I think Arabic restaurants, in general, could benefit from adding a narrative to their concepts that highlights where the different dishes are from, which also makes their customer’s experiences more interesting. I do think that we need more restaurants dedicated to Palestinian cuisine in the UAE, that are not solely focused on Palestinian street food and grills, but also on the other unique and fabulous Palestinian concoctions because the food is great and also adding the narrative to the food makes it very interesting for diners.

Is there a struggle with sourcing ingredients for Palestinian cuisine in the UAE?
Generally, most ingredients within Middle Eastern cuisine are widely available. However, the more unique ingredients to Palestinian cuisine are not as available such as Akkub, Kishek and Maftool to name a few. For these, I have to actually bring them from Palestine for my home use.

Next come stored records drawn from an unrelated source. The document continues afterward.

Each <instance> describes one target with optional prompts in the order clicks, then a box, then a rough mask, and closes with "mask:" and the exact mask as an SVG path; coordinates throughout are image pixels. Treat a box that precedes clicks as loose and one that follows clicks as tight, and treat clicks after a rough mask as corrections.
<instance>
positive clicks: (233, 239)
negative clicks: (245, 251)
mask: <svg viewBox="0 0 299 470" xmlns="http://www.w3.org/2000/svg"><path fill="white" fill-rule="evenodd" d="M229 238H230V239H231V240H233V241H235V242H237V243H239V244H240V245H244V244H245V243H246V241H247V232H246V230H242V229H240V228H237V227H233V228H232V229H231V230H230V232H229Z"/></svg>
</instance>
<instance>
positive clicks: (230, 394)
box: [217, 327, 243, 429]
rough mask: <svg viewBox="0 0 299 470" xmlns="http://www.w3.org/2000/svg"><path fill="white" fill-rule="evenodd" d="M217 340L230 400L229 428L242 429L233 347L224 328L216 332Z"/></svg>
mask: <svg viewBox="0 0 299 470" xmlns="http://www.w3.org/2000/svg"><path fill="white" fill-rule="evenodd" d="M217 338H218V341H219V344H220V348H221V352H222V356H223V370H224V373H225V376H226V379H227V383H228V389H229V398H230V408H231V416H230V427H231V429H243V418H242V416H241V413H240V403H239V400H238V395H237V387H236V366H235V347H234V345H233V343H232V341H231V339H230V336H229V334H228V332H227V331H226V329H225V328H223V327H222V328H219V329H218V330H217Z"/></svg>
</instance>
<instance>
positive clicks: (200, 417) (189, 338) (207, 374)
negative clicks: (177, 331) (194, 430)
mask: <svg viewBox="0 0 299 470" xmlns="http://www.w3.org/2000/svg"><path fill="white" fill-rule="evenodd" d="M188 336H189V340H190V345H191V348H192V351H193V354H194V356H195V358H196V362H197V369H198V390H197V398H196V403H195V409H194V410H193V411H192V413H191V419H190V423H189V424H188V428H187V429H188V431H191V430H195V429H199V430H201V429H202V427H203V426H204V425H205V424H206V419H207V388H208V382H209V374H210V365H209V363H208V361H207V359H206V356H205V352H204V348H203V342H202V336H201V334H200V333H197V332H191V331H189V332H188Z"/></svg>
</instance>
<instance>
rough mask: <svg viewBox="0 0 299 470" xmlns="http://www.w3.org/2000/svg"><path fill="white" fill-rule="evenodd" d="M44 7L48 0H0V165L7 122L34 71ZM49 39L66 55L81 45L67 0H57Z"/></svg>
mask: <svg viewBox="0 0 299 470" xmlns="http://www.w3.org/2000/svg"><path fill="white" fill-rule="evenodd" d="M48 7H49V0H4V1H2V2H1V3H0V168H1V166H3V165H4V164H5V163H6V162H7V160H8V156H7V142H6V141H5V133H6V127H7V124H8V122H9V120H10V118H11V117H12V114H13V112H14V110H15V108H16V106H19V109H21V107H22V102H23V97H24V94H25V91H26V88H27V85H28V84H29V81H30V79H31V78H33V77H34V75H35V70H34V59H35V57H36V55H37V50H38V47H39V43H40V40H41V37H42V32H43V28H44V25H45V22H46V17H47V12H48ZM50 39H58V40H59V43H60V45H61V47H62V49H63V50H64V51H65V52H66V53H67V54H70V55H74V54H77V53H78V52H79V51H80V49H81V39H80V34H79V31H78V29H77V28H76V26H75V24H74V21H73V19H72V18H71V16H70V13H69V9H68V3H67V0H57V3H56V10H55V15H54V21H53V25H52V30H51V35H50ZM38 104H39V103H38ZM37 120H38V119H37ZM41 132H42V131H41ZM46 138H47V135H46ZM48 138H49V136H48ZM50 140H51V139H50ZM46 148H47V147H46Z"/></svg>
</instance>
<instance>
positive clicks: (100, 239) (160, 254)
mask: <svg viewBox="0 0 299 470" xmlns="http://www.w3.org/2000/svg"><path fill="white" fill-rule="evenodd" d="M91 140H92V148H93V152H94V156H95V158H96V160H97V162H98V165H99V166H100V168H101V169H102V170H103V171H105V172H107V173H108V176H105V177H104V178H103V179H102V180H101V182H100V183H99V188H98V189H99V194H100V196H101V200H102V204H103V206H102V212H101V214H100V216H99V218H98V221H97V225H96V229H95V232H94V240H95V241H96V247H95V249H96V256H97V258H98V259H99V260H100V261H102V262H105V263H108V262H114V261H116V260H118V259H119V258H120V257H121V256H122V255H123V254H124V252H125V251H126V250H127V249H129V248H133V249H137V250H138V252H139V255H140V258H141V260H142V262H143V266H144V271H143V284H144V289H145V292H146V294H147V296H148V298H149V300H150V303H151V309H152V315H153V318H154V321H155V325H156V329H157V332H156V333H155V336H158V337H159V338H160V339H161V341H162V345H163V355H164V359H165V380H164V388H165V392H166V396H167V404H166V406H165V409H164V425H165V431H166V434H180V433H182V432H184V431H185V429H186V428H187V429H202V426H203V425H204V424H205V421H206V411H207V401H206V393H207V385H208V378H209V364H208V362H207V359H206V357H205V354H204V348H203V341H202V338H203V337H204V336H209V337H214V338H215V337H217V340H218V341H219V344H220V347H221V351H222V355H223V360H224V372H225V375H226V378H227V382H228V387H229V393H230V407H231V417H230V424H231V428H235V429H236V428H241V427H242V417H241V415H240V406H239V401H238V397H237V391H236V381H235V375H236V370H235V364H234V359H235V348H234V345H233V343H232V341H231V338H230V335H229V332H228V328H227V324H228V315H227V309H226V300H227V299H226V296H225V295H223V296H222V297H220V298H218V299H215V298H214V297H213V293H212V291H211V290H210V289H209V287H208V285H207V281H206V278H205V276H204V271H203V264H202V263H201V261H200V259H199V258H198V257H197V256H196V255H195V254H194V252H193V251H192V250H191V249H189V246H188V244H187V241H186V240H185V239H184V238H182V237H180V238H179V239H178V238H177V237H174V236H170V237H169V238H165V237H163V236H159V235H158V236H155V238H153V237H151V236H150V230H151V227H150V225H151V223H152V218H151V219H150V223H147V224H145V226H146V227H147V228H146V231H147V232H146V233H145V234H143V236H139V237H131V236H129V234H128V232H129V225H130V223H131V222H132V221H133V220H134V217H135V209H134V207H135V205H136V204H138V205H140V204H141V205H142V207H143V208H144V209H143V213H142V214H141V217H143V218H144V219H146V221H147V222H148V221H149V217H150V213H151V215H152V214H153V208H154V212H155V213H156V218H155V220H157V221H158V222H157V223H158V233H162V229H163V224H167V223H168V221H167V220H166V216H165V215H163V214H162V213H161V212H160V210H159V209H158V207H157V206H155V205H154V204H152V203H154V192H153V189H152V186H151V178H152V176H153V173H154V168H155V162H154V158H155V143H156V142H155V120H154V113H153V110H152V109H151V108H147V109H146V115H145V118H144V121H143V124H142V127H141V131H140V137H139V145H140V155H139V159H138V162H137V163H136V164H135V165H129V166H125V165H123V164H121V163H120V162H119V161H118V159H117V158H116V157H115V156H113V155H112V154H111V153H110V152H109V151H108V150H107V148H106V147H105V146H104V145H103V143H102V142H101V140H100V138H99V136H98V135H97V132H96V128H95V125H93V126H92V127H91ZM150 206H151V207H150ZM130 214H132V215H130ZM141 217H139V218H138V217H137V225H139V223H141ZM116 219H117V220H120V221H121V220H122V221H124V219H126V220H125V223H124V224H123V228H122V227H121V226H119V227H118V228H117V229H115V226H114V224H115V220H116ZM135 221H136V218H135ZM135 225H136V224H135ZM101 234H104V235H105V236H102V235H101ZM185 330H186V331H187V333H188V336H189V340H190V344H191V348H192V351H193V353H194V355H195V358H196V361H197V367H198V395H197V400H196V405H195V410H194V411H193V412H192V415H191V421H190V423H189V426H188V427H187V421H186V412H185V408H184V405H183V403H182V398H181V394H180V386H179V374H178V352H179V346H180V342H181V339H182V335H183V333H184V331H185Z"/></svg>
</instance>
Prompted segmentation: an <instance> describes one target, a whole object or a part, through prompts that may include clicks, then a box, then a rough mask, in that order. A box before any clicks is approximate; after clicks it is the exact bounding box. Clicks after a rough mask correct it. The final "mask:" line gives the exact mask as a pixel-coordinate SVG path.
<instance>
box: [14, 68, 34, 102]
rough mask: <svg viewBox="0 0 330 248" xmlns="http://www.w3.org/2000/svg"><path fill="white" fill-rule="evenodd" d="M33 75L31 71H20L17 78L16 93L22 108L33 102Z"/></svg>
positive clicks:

For a business this could be an issue, and so many of the unique varieties of food to this cuisine are not on offer even in the dedicated restaurants. I think there is an opportunity there for suppliers to consider bringing in these ingredients as many Palestinian families live here and would love to have access to them, along with the restaurants. Also at times the quality of what is available is not exactly the best, so I think it is safe to say that this service could be improved tremendously.

Could you share an overview of Plated Heirlooms?
Plated Heirlooms is an intriguing blend of cultural history, family stories and Palestinian recipes. It’s an exploration of my native Falasteen and its rich culinary history through generations of Palestinian cooking. In 500 pages, eight chapters, Plated Heirlooms explores traditional Palestinian cuisine, its cooking techniques, as well as some of the country’s native ingredients. There is a section devoted to the olive tree and its fruits, while the book’s most extensive chapter looks at the tradition of ‘mooneh’. The Arabic word for pantry, mooneh describes the tradition of pickling and preserving seasonal foods for the months when they are not available, or as was often the case in Palestine, to ensure an available food supply during uncertain times. Plated Heirlooms pours from the belief that while all food is dictated by geography, it is culture that creates and shapes the many varieties that a cuisine plates. It is about the history and the story of Palestinian food.

How do you believe the book will bring Palestinian culture and cuisine to the forefront?
I wanted to write about my true Falasteen, which I feel gets lost to what we see on the news today. Falasteen is a unique and beautiful country – one that is full of heart – and its people are beautiful, and their traditions and ways should be celebrated. I wanted to bring back that part of Falasteen to people’s minds, which I fear gets forgotten amidst the noise of what, unfortunately, dominates the headline news stories today. For me, food is a reflection of culture, history and all aspects of our lives; it’s what unifies us as humans. I wanted to explore this universality in my book. I wanted people to know that if we were to change the names of the cities, people and the concoctions, the book becomes universal and comprehensive to all of us whoever we are.